30 How to Implement Latency Monitoring in Systems

30 How to Implement Latency Monitoring in Systems #

We know that a notable feature of Redis is its ability to provide low-latency data access. If Redis slows down during operation, we need a way to monitor which commands are slowing down. Furthermore, we need a way to monitor which events during Redis runtime are causing the slowdown. This way, we can not only inspect these slow commands, analyze their operation types and data access volume, and propose countermeasures, but also examine the recorded events, analyze the causes of the events, and propose countermeasures.

To meet these requirements, we need a monitoring framework that can not only monitor events that cause Redis to slow down but also monitor and record slow commands. In fact, this is a common operational and development requirement when developing backend systems, which is how to monitor the operational status of the backend system.

In today’s lesson, I will introduce you to Redis’s latency monitoring framework and the design and implementation of slow command logging. After mastering the content of today’s lesson, on the one hand, you can apply this monitoring framework to actual business scenarios, and on the other hand, you can refer to Redis’s implementation to add latency monitoring capabilities to your own system.

Now, let’s first take a look at Redis’s implementation of the latency monitoring framework.

Implementation of Latency Monitoring Framework #

In fact, during the operation of Redis, several types of events listed in the table below will cause Redis to slow down. We usually refer to these events as latency events.
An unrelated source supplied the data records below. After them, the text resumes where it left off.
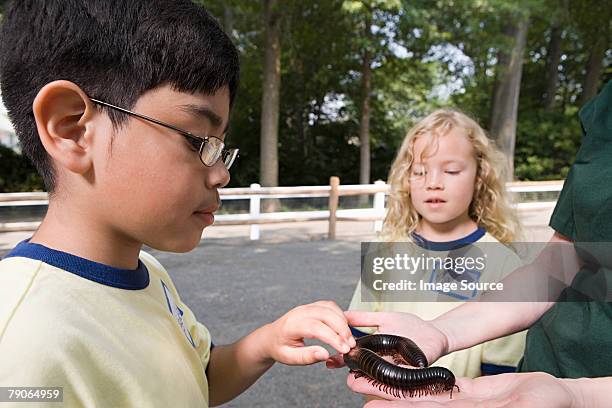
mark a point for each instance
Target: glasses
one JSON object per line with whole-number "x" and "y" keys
{"x": 210, "y": 148}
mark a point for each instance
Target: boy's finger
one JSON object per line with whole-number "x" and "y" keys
{"x": 335, "y": 361}
{"x": 365, "y": 319}
{"x": 305, "y": 355}
{"x": 332, "y": 305}
{"x": 331, "y": 319}
{"x": 315, "y": 329}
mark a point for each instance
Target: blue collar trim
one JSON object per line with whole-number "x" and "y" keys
{"x": 107, "y": 275}
{"x": 449, "y": 245}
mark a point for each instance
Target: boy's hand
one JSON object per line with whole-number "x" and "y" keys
{"x": 323, "y": 320}
{"x": 425, "y": 334}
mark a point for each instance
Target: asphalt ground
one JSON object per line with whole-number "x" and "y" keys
{"x": 234, "y": 285}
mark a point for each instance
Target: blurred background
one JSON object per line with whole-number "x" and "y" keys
{"x": 330, "y": 87}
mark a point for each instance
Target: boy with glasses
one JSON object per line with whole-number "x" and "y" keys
{"x": 122, "y": 106}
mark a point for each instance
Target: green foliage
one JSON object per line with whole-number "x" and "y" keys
{"x": 425, "y": 54}
{"x": 546, "y": 144}
{"x": 17, "y": 173}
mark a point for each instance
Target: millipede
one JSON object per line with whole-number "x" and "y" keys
{"x": 365, "y": 361}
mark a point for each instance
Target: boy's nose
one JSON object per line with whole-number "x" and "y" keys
{"x": 217, "y": 176}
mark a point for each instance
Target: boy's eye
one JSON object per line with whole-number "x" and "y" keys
{"x": 194, "y": 143}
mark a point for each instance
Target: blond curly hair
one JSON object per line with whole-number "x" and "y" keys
{"x": 490, "y": 207}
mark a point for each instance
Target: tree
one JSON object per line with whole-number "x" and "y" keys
{"x": 508, "y": 84}
{"x": 271, "y": 95}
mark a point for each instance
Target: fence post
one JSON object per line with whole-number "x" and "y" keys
{"x": 334, "y": 182}
{"x": 254, "y": 211}
{"x": 379, "y": 205}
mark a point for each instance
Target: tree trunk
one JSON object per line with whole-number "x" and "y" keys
{"x": 552, "y": 67}
{"x": 270, "y": 100}
{"x": 228, "y": 19}
{"x": 594, "y": 69}
{"x": 507, "y": 89}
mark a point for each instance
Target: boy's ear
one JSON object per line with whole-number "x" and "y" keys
{"x": 63, "y": 114}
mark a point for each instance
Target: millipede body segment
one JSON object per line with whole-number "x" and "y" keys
{"x": 366, "y": 361}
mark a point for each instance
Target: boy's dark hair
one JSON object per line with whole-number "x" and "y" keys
{"x": 115, "y": 50}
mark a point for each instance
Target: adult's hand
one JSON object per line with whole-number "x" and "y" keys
{"x": 525, "y": 390}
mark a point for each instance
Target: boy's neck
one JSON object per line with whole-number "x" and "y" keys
{"x": 70, "y": 230}
{"x": 448, "y": 231}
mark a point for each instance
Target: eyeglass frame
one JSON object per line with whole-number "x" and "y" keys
{"x": 188, "y": 135}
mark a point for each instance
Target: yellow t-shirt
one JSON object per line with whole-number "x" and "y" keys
{"x": 499, "y": 355}
{"x": 109, "y": 337}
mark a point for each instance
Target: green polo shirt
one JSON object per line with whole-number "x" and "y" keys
{"x": 574, "y": 338}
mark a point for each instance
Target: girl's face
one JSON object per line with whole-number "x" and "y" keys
{"x": 442, "y": 179}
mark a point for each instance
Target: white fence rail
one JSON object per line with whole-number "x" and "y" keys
{"x": 255, "y": 193}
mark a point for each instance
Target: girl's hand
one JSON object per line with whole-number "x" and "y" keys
{"x": 430, "y": 339}
{"x": 323, "y": 320}
{"x": 525, "y": 390}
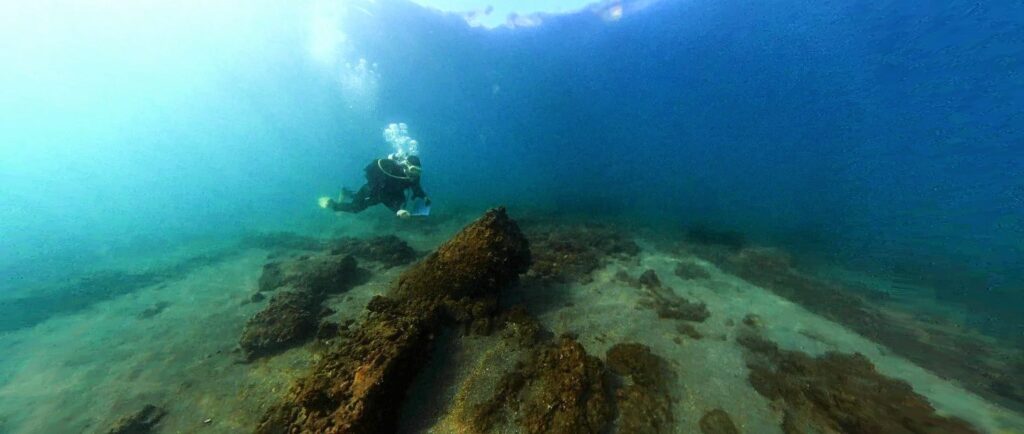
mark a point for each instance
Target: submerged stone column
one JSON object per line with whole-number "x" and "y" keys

You can refer to these event types in the table, as well as their corresponding event names in the source code.

To address these events, Redis has implemented a latency monitoring framework to record their execution status through sampling. When troubleshooting is needed, the latency monitoring framework provides the latency history command for operational personnel to check these events.

Now, let’s take a look at the data structures used to record the execution status of events. Since the latency monitoring framework is implemented in the latency.h and latency.c files in Redis, you can find the corresponding data structures and functions in these two files.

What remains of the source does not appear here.